Le printemps de Marx ?

La rumeur médiatique croyait en avoir fini avec Marx. Et puis l’irruption des mouvements sociaux de novembre-décembre, ainsi que le renouveau éditorial de la recherche théorique inspirée de Marx l’ont ressuscité d’entre les morts. Il n’y a pas de quoi s’en étonner.

Aussi longtemps que le cercle vicieux du capital demeure notre horizon plombé et notre lot quotidien, il y aura besoin de relire Marx pour y déchiffrer la critique radicale de l’ordre marchand et les pistes d’une émancipation humaine. De plus, la chute des régimes et la crise des partis qui avaient exercé l’illusoire magistère de l’orthodoxie « marxiste » sont particulièrement propices, non à un pieux retour à Marx mais à un fécond dialogue entre notre présent et son passé porteur d’avenir. Homme du XIXe siècle, il en partage sans doute l’optimisme et les illusions, mais sa pensée ne cesse de déborder son temps. Intempestif, il est d’ici et d’ailleurs, d’hier, d’aujourd’hui, et probablement encore de demain.
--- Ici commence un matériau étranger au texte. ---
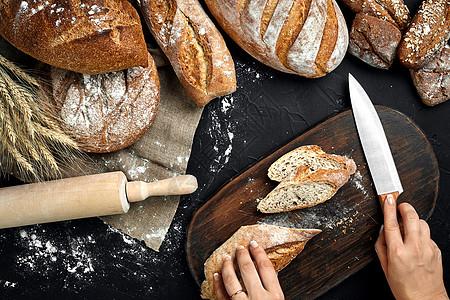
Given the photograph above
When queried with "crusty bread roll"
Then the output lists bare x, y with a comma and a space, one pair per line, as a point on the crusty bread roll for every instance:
427, 35
374, 40
432, 81
194, 46
304, 37
312, 156
282, 245
110, 111
89, 37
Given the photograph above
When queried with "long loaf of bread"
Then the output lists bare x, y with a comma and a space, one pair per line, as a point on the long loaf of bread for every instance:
193, 45
282, 245
89, 37
304, 37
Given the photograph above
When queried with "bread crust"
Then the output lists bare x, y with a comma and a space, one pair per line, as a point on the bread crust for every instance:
110, 111
270, 237
99, 37
427, 35
289, 42
336, 178
193, 45
432, 81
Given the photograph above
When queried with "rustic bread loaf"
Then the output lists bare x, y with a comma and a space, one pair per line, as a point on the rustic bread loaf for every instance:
433, 80
193, 45
110, 111
374, 40
304, 37
427, 35
312, 156
89, 37
304, 188
282, 245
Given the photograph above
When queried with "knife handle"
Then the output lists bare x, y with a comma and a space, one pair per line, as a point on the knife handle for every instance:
382, 198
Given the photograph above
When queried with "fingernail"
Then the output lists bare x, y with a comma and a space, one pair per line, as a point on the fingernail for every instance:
390, 199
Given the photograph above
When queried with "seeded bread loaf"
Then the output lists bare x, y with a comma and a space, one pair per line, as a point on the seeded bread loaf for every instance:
304, 188
304, 37
312, 156
89, 37
433, 80
427, 35
193, 45
282, 245
110, 111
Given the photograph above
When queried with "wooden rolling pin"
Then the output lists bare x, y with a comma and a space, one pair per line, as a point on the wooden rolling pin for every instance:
82, 197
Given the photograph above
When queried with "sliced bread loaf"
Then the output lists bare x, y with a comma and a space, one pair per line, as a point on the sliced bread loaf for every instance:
282, 245
312, 156
304, 188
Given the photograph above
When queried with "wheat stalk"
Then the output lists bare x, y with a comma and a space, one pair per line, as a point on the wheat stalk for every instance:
32, 142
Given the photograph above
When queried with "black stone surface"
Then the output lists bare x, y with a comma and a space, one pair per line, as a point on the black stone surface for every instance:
85, 259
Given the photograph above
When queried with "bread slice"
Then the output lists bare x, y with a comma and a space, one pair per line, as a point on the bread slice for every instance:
312, 156
282, 245
304, 188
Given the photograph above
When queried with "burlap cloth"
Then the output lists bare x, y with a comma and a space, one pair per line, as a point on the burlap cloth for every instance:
162, 152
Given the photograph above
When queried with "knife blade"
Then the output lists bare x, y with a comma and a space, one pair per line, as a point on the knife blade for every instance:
374, 143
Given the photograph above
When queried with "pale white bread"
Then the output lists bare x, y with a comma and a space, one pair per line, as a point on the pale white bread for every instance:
312, 156
304, 188
193, 45
89, 37
282, 245
304, 37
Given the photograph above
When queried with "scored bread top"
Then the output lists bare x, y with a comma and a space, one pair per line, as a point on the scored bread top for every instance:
304, 37
89, 38
312, 156
281, 243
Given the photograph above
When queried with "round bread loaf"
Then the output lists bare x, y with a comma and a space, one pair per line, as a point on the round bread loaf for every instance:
89, 37
304, 37
107, 112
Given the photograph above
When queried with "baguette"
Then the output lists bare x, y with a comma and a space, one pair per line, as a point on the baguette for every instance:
88, 38
304, 188
282, 245
304, 37
312, 156
193, 45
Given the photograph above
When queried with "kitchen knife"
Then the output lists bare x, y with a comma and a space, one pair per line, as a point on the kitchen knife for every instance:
374, 143
82, 197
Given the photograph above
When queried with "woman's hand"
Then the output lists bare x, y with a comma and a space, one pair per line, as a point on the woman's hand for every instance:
411, 260
260, 283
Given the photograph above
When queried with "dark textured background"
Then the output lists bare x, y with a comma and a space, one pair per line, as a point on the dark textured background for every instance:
87, 259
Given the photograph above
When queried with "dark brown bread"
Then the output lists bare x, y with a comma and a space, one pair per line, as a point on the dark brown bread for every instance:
89, 37
427, 35
374, 40
282, 245
304, 37
194, 46
433, 80
110, 111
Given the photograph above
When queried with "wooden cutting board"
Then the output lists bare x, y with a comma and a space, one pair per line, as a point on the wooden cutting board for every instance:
350, 220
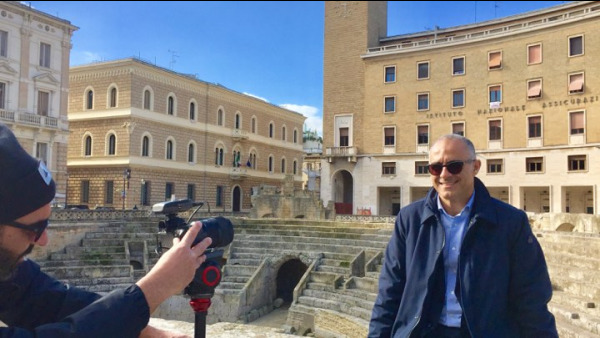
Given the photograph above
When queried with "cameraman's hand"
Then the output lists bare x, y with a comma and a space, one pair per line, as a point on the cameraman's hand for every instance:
175, 269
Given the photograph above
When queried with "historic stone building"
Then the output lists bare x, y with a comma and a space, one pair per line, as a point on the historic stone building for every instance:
141, 134
524, 89
34, 82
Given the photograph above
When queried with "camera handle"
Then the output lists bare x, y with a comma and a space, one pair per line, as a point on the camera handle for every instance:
202, 288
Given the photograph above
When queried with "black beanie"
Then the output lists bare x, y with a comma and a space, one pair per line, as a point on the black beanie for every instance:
25, 183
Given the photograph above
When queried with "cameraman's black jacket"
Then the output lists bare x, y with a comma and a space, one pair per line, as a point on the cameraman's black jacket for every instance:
34, 304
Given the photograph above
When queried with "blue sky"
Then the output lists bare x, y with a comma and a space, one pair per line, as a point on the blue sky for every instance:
271, 50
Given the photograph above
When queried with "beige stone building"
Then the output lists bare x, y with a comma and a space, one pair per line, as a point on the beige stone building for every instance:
34, 81
525, 89
141, 134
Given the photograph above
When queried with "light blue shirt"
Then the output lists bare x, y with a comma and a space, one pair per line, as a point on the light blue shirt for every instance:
454, 227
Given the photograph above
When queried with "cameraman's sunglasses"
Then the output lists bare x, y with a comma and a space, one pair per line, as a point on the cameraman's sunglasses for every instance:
453, 167
37, 228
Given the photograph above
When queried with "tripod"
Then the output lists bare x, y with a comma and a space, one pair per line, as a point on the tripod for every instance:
202, 288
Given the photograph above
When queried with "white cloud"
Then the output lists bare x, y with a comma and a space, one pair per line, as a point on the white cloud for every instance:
256, 97
314, 119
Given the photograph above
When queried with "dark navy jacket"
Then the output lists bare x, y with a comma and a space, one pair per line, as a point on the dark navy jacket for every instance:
503, 285
34, 304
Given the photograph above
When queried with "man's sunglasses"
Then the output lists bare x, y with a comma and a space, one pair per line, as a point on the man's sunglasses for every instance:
453, 167
37, 228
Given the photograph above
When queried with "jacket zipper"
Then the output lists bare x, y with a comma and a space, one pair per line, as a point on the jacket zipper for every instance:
460, 277
438, 256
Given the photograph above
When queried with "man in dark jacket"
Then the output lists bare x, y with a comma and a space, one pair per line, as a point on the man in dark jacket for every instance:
34, 304
461, 263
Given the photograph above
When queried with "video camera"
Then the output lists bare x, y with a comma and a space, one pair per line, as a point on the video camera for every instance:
219, 229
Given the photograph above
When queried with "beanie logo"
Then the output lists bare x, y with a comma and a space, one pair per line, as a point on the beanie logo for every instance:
45, 173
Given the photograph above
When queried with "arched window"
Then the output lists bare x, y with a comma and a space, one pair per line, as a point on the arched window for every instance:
147, 99
191, 153
90, 100
112, 144
113, 97
88, 146
171, 105
192, 111
145, 146
169, 150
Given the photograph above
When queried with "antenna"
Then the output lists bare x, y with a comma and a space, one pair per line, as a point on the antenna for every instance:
173, 56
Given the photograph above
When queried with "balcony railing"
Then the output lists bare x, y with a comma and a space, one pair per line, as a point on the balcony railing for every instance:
28, 118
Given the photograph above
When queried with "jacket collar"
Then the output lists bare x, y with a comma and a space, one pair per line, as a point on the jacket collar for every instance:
482, 206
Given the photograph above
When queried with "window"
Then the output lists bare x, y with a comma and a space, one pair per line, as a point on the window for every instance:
423, 101
576, 83
577, 123
495, 93
112, 144
43, 103
44, 55
113, 97
458, 98
534, 89
388, 168
220, 117
421, 168
495, 129
41, 152
389, 137
422, 135
495, 60
191, 153
89, 99
147, 99
85, 191
145, 193
109, 190
145, 146
390, 104
171, 105
88, 146
169, 150
576, 45
390, 74
169, 190
534, 54
534, 164
344, 138
458, 128
494, 166
422, 70
3, 44
192, 111
534, 124
458, 65
577, 162
2, 95
219, 197
191, 192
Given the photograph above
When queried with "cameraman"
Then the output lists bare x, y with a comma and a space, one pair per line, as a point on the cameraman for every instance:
35, 304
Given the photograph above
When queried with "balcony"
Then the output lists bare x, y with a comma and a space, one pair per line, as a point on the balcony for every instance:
335, 152
28, 119
238, 134
238, 173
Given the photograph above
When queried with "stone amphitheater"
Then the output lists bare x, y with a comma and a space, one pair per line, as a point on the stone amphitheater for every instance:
323, 272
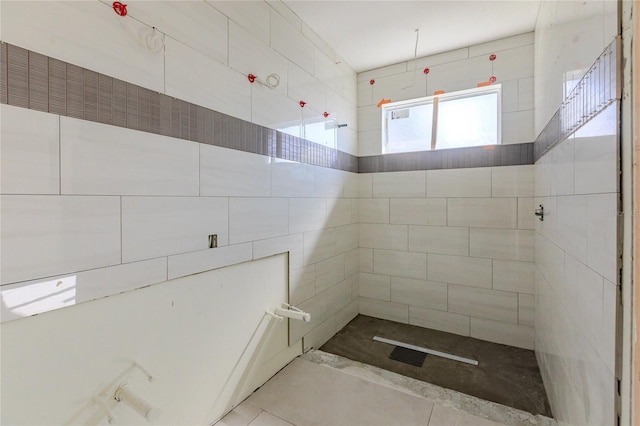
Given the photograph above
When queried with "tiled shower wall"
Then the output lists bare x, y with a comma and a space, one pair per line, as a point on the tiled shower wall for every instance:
450, 250
117, 208
451, 71
576, 179
207, 49
139, 205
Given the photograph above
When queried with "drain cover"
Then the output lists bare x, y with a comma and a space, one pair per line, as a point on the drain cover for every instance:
408, 356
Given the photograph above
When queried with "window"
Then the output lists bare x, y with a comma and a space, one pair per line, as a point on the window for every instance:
451, 120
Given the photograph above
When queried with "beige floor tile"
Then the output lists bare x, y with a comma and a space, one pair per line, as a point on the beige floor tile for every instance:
305, 393
268, 419
449, 416
242, 415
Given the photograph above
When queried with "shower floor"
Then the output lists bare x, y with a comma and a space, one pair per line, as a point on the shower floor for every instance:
504, 374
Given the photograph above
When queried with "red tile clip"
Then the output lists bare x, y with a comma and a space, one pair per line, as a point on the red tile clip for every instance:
120, 8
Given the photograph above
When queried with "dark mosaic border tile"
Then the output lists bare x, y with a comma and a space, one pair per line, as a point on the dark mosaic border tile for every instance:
34, 81
596, 90
458, 158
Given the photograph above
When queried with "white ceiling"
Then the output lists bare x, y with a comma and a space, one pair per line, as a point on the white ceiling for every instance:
368, 34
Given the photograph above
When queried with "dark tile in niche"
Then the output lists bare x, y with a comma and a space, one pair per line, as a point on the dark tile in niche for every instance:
38, 82
75, 92
175, 117
165, 115
18, 76
105, 99
57, 87
155, 123
132, 106
119, 103
90, 95
3, 73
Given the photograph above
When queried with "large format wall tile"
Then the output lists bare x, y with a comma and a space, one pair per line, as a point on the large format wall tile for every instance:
484, 303
418, 211
49, 235
459, 270
391, 237
423, 294
459, 183
30, 153
439, 239
194, 77
33, 297
194, 24
227, 172
500, 332
161, 226
399, 184
101, 159
483, 212
439, 320
400, 264
505, 244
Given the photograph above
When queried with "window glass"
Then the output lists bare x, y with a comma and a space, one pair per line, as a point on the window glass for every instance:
464, 118
468, 121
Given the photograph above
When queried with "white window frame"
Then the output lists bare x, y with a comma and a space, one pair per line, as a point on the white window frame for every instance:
494, 88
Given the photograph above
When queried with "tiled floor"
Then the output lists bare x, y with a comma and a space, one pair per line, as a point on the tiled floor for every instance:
504, 374
325, 389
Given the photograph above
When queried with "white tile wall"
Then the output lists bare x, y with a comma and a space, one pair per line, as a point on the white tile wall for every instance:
253, 219
499, 332
386, 310
439, 320
459, 270
418, 211
391, 237
199, 261
195, 77
505, 244
290, 42
459, 183
400, 264
161, 226
252, 16
166, 191
194, 24
107, 160
26, 298
249, 55
375, 286
512, 181
227, 172
483, 212
423, 294
576, 249
306, 214
372, 210
399, 184
98, 40
289, 179
439, 239
483, 303
30, 156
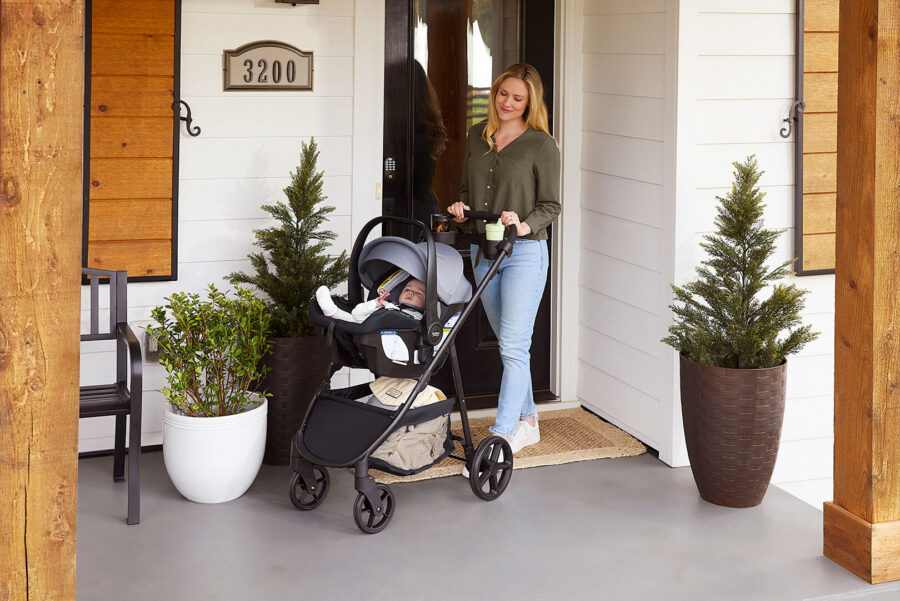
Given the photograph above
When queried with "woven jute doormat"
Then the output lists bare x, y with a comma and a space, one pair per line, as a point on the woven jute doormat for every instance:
567, 435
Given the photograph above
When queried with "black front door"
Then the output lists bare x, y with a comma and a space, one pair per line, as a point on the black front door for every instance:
441, 57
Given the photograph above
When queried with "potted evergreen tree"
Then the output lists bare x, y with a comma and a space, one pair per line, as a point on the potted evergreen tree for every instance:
214, 423
733, 345
293, 263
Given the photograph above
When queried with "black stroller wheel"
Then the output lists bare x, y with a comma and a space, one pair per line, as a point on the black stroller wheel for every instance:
304, 499
491, 468
367, 519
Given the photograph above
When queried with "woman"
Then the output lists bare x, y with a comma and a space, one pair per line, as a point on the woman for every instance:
512, 168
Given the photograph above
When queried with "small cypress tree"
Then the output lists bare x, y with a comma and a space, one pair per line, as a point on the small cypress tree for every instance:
720, 319
295, 261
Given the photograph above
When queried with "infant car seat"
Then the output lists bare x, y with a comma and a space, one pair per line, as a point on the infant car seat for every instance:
390, 342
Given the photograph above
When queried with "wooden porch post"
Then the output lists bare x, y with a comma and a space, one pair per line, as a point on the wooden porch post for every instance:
862, 525
41, 131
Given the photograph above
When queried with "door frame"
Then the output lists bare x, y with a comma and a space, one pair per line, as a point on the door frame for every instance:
368, 89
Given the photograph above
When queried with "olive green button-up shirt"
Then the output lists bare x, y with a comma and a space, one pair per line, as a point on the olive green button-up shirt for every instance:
523, 177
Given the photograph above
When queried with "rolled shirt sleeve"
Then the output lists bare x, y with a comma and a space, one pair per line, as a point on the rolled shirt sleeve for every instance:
546, 175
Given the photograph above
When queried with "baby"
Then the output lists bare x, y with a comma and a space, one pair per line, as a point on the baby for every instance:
413, 295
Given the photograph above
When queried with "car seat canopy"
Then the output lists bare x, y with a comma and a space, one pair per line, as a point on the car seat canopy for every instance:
391, 252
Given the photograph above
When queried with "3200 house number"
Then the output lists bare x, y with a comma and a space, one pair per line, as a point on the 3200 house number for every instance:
262, 75
267, 65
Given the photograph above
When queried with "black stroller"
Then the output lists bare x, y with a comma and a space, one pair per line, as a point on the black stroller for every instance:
340, 428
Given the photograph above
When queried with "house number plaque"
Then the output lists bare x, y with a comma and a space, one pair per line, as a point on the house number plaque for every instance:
267, 65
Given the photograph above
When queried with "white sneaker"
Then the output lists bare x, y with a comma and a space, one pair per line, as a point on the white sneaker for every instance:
525, 435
En effet, le libéralisme débridé, la mondialisation marchande, le fétichisme du profit, loin de représenter une réponse aux défis de l’époque, sont lourds de catastrophes menaçantes : développer l’esprit de résistance et explorer les chemins de l’espérance exige de solides fondations critiques.

De ce point de vue, Marx est un point de départ obligé et un interlocuteur nécessaire. Mais peut-être faut-il renverser la perspective jusqu’à présent dominante et souligner chez lui, autant que la promesse de l’émancipation, le péril des désastres et de la barbarie qui n’ont cessé de l’emporter au cours du siècle qui s’achève.

La crise qui s’éternise est en effet bien davantage qu’une crise économique cyclique qui traînerait en longueur. Elle relève plus fondamentalement d’une crise de civilisation dont Marx avait remarquablement entrevu la profondeur. À mesure que se développe la grande industrie, les moyens modernes de communication, les services sociaux, « la richesse réelle dépend moins du temps de travail » employé comme critère exclusif de cette richesse, mais bien plutôt « du niveau de la science et du progrès de la technologie ». « Le vol du temps de travail d’autrui sur lequel repose la richesse actuelle », apparaît alors comme « une base misérable ».

C’est ce caractère misérable de la mesure capitaliste de tout lien social qui se manifeste aujourd’hui de manière aveuglante dans le chômage massif, l’exclusion, l’oppression des pays dépendants, bref dans l’irrationalité galopante de « l’économie politique », comme dans les menaces de destruction irréversible de la nature.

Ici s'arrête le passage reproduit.